早大名誉教授清水茂先生の読書をめぐる講演を聞いた際、その考えが「ラディカル」であるという表現で、アランを紹介しておられた。と同時に、用いられているフランス語がむずかしく(翻訳次第では、意図がきちんと掴めない)ようなお話もされていた。その「ラディカル」に触れるべく、本書を手にした。

早大名誉教授清水茂先生お奨めの本
http://bookend.blog.so-net.ne.jp/2008-03-03

本書の内容紹介には、次のようにある。〈『幸福論』で知られる哲学者アラン。その柔軟な思考と健全な精神はいかに形成されたのか。円熟期を迎えた著者が師との出会いからプラトン、ヘーゲルなどの哲学、第一次大戦の従軍体験、さらに唯物論、宗教まで繊細な筆致で綴る。稀有な思想的自伝全34章。新たに人名索引を付す。〉

それでまた、その精神形成史をたどるべく本書を手にしたのだが、むずかしい。そもそも、予想にまったく反している。渡部昇一著「青春の読書」のような、師友との交わり、読書の影響を詳細かつ具体的に示していく本ではない。まさに「わが思索のあと」をたどる本なのである。そうした「思索」の中に、私的なことがはさまれているといった具合なのだ。

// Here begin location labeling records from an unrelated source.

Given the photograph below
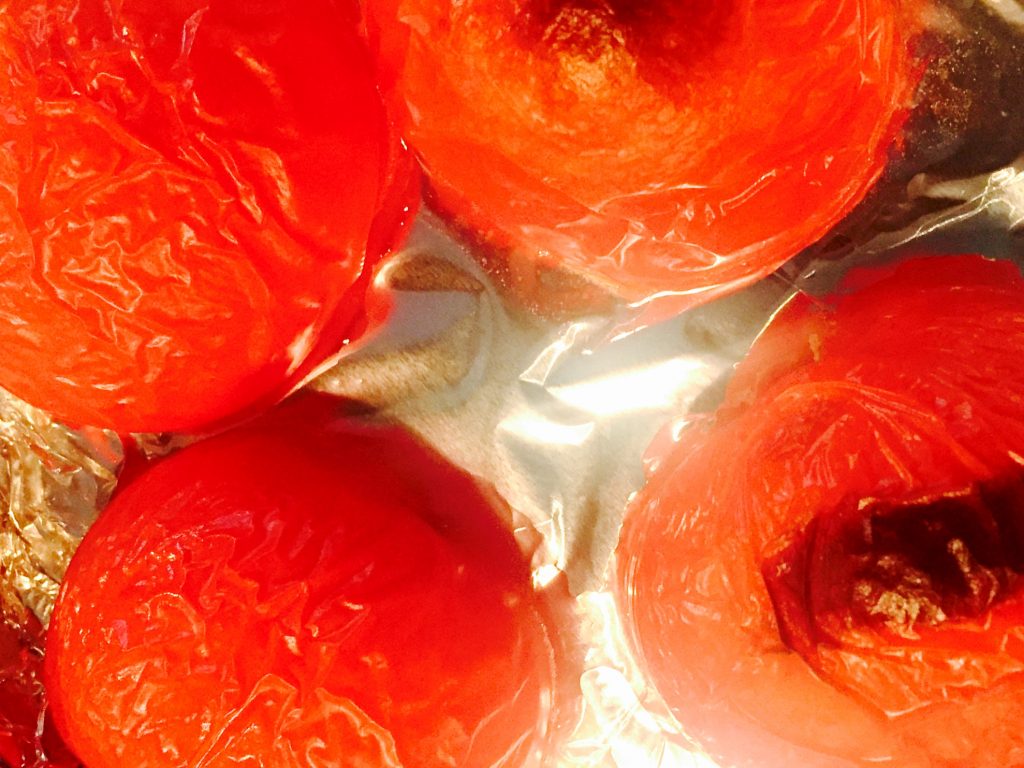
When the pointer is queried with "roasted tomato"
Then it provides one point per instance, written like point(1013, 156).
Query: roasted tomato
point(649, 146)
point(190, 196)
point(302, 592)
point(828, 571)
point(27, 736)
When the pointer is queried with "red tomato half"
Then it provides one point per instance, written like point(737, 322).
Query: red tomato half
point(303, 592)
point(27, 737)
point(830, 570)
point(190, 196)
point(649, 146)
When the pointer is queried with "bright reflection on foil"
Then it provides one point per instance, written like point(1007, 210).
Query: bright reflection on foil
point(651, 388)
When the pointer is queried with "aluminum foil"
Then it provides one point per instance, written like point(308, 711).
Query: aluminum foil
point(558, 416)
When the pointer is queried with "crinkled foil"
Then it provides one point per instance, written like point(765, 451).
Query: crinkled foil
point(53, 481)
point(558, 417)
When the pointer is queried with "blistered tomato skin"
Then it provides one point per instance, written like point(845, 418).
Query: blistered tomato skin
point(192, 196)
point(27, 736)
point(827, 571)
point(303, 592)
point(649, 146)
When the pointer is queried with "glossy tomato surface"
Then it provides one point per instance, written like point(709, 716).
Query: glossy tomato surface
point(302, 592)
point(827, 571)
point(649, 146)
point(28, 738)
point(190, 197)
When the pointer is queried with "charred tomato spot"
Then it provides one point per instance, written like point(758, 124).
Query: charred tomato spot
point(893, 565)
point(665, 38)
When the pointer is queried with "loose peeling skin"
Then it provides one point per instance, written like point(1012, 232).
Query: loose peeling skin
point(192, 195)
point(302, 592)
point(826, 571)
point(649, 146)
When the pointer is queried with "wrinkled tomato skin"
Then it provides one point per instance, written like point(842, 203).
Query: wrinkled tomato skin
point(648, 147)
point(193, 196)
point(27, 735)
point(306, 591)
point(903, 385)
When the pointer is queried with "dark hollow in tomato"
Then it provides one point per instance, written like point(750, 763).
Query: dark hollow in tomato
point(648, 146)
point(827, 570)
point(192, 196)
point(301, 592)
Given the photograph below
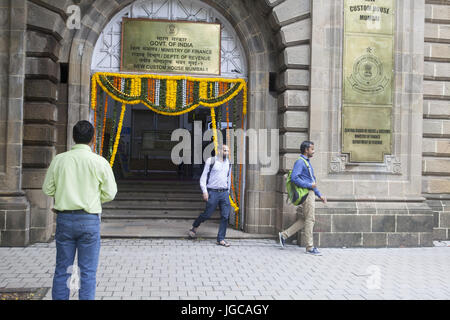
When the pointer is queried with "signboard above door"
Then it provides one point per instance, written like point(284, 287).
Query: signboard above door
point(165, 46)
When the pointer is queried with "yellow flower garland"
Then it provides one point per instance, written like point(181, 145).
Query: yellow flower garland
point(203, 90)
point(136, 87)
point(116, 142)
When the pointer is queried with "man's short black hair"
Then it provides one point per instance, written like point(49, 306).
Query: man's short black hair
point(305, 145)
point(83, 131)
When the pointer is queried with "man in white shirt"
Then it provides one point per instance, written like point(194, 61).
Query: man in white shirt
point(215, 183)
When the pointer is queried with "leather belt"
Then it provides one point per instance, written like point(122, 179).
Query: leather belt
point(74, 212)
point(218, 190)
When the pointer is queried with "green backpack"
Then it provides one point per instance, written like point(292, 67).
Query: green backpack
point(296, 195)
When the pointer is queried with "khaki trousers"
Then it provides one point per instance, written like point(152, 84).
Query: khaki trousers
point(305, 222)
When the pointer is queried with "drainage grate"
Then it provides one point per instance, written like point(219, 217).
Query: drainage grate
point(23, 293)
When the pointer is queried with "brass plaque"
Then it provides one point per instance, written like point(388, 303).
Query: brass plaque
point(368, 79)
point(368, 69)
point(170, 46)
point(369, 16)
point(366, 133)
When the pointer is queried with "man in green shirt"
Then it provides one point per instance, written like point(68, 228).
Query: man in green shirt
point(80, 181)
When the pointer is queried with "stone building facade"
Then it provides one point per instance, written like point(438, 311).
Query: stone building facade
point(45, 84)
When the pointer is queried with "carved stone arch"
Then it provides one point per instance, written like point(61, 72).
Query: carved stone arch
point(267, 33)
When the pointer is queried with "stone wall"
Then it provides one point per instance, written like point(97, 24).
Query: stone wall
point(14, 206)
point(436, 115)
point(46, 31)
point(291, 24)
point(370, 205)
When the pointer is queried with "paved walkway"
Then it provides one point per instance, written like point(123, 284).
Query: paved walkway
point(249, 269)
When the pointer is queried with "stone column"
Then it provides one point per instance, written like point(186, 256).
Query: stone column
point(14, 207)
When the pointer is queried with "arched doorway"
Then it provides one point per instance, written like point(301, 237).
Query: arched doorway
point(258, 32)
point(144, 155)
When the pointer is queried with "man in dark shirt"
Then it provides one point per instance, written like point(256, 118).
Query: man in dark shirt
point(303, 176)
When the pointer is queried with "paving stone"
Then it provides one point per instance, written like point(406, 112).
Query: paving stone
point(251, 270)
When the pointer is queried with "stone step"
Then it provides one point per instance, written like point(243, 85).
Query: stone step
point(133, 213)
point(160, 204)
point(167, 228)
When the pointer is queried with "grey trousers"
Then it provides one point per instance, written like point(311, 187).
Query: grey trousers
point(305, 221)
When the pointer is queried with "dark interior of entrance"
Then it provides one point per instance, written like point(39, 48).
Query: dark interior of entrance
point(146, 154)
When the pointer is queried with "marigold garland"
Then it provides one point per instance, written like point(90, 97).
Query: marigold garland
point(104, 126)
point(167, 95)
point(119, 130)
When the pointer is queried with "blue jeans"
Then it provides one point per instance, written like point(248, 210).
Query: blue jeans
point(76, 233)
point(215, 199)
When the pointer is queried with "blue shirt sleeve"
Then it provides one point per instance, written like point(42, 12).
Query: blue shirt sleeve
point(300, 179)
point(296, 175)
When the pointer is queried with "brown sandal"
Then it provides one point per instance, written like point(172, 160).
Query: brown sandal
point(223, 243)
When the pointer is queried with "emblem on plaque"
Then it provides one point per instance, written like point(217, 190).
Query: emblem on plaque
point(172, 30)
point(368, 76)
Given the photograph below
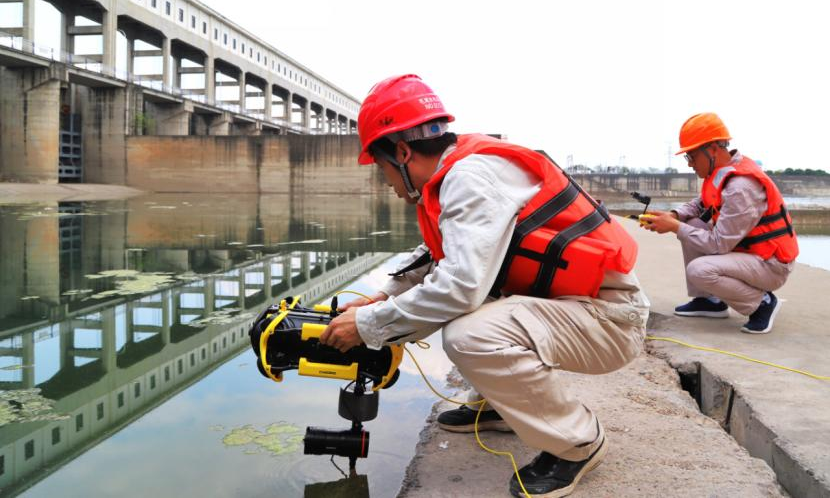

著者の執筆態度については、冒頭から次にようにしめされる。〈私は打ち開け話を好まない。そのために私は、小説の形式においてすら、私生活に属することは何も〔これまで〕書き得なかったほどなのである。その理由は恐らく、私が私生活のことを考えるのを余り好まないからであるか、あるいはそういうことをしなくても、これまで私生活に別段不足を感じなかったからであろう。私は忘却し、再びやり始めるすべを心得ていた。そしてこのような実践的方法を用うると箴言風(マクシム)のものしか書けないことになる。そういうやり方では、物語(レシ)は寸断されてしまったからである。自らを語らないということは、その場合、忘却へ導く、しかも殆ど容赦するところのない、一種の規則なのである。(p9「少年時代」)〉

だから、そういうものと覚悟して読むしかないのであるが、上記引用部分も、「あるいは」以降、ついていくのが難しくなる。「忘却」「規則」と述べることで執筆姿勢について述べているのだろうように思うが、この部分だけではすんなり分からない。そういう記述が、のちの本文全体を覆っている。「あるいは」などの接続語で、思索を振る。右に左に振りながらヨットが風上に向かうように前進していく、著者の思索に付き合うには、辛抱強さが求められる。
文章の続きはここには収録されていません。